RE: New Public Review Issue: Proposed Update UTS #18

From: Philippe Verdy (verdy_p@wanadoo.fr)
Date: Mon Oct 01 2007 - 09:40:41 CST

Next message: Mike: "Re: New Public Review Issue: Proposed Update UTS #18"

Previous message: Mike: "Re: New Public Review Issue: Proposed Update UTS #18"
In reply to: Mike: "Re: New Public Review Issue: Proposed Update UTS #18"
Next in thread: Mike: "Re: New Public Review Issue: Proposed Update UTS #18"
Reply: Mike: "Re: New Public Review Issue: Proposed Update UTS #18"
Messages sorted by: [ date ] [ thread ] [ subject ] [ author ] [ attachment ]
Mail actions: [ respond to this message ] [ mail a new topic ]

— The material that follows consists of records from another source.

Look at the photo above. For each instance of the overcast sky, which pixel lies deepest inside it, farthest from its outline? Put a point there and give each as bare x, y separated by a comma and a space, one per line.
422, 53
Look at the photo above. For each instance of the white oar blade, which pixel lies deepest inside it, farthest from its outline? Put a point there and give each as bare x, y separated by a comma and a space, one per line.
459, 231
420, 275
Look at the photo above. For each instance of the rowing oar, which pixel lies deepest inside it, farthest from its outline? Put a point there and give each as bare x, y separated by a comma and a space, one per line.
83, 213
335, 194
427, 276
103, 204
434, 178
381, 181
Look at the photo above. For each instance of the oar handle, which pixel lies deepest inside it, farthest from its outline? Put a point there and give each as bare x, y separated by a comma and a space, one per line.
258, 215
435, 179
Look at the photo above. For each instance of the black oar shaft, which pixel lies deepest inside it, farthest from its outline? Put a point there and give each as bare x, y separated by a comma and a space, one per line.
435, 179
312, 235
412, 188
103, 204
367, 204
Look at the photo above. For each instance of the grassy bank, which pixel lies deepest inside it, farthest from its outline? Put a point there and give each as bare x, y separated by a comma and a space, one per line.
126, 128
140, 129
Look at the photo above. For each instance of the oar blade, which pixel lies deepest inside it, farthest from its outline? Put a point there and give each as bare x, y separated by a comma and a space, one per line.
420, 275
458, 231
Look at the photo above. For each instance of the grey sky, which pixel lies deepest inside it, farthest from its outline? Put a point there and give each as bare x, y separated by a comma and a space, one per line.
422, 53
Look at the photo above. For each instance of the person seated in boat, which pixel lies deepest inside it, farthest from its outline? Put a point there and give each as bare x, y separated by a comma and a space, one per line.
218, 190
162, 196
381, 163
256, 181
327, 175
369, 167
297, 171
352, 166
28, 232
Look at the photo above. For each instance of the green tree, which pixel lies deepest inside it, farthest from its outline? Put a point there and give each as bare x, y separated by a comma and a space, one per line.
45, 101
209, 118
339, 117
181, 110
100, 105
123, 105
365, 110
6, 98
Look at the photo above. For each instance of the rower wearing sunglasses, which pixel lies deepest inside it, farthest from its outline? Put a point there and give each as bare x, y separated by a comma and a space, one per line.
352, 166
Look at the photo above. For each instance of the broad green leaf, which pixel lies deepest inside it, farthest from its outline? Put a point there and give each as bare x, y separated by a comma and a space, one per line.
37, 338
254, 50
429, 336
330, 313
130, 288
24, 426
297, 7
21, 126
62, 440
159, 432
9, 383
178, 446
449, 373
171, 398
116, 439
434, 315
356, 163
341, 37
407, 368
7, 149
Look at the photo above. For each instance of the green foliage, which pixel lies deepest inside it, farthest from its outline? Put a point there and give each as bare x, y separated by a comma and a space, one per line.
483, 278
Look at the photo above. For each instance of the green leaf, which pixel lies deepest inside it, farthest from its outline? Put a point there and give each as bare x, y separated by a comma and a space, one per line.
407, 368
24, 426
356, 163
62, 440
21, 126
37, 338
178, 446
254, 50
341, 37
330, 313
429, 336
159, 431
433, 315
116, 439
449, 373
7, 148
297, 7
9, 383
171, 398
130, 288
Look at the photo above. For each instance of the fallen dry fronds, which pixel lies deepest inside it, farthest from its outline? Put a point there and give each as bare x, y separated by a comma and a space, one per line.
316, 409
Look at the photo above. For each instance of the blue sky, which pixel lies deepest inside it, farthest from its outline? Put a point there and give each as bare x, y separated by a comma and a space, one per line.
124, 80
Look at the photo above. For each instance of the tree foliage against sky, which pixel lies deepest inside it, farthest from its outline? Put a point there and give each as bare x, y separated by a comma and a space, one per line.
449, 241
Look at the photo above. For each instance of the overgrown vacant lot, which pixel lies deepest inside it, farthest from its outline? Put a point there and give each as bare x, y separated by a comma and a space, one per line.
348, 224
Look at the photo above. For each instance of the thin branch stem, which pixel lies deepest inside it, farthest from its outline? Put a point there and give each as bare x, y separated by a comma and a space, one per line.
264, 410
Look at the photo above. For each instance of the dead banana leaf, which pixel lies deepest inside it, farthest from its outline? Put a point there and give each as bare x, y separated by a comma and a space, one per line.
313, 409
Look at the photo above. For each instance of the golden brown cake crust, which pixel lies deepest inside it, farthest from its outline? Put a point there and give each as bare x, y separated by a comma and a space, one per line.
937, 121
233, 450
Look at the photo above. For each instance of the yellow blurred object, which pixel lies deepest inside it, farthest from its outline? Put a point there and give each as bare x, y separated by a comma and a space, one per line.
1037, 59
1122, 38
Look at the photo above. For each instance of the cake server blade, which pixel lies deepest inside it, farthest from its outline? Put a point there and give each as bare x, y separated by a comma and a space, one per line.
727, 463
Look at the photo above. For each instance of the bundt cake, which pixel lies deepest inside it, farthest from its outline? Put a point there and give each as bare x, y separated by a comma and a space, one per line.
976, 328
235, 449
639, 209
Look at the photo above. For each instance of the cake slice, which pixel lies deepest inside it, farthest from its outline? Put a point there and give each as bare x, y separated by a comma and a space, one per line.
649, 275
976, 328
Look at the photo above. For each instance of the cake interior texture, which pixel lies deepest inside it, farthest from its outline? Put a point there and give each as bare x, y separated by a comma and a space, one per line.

> -----Message d'origine-----
> De : unicode-bounce@unicode.org [mailto:unicode-bounce@unicode.org] De la
> part de Mike
> Envoyé : lundi 1 octobre 2007 15:59
> À : 'Unicode'
> Objet : Re: New Public Review Issue: Proposed Update UTS #18
>
> > But note that with my notation /\q{ch}./ would NOT be equivalent to
> /ch./
> > - the latter regexp will match only 3 characters: /c/ followed by /h/
> > followed by what /./ matches by default (i.e. [\u0000-\u10FFF] minus the
> set
> > of line terminators, which depends on the single line or multi-line mode
> in
> > effect, and that I'll note \R).
> > - the former regexp extends the input universe (matched by ".") by
> making it
> > [\u0000-\10FFF\q{ch}] (so that it now contains /c/ or /h/ or the
> sequence
> > /ch/).
>
> I'll say it again. I think it's a bad idea for \q to have the side
> effect of changing the meaning of ".".

Well if you don't do that, then [^set\q{ch}] becomes inconsistent and does
not return the user-expected result, i.e. the exact complement of what
[set\q{sh}] matches, according to ".".

> > For example to match all 3 letters words in Spanish between c and d
> > (inclusive, but "c" and "d" won't match because they are not 3 letters)
> one
> > would use /(?locale=es:(?range:c:d:...))/
>
> This seems to be way beyond what I think regular expressions are for.
> Maybe you should create a little text matching language....

I did propose it, because as soon as you are introducing collation elements
in regexps, these are sorted by collation, and collations are
locale-sensitive...

In addition, the meaning of ranges in sets like [a-z] should also be
consistant with the collation used...

Now if a regexp is locale-sensitive (due to collation), there should be a
way to create a regexp that is not, i.e. to specify explicitly the locale in
use.

If you don't want local-sensitive regexps, you have to specify that your
implementation supports only one locale, and the simplest locale is the "C"
locale with binary order of every collation element!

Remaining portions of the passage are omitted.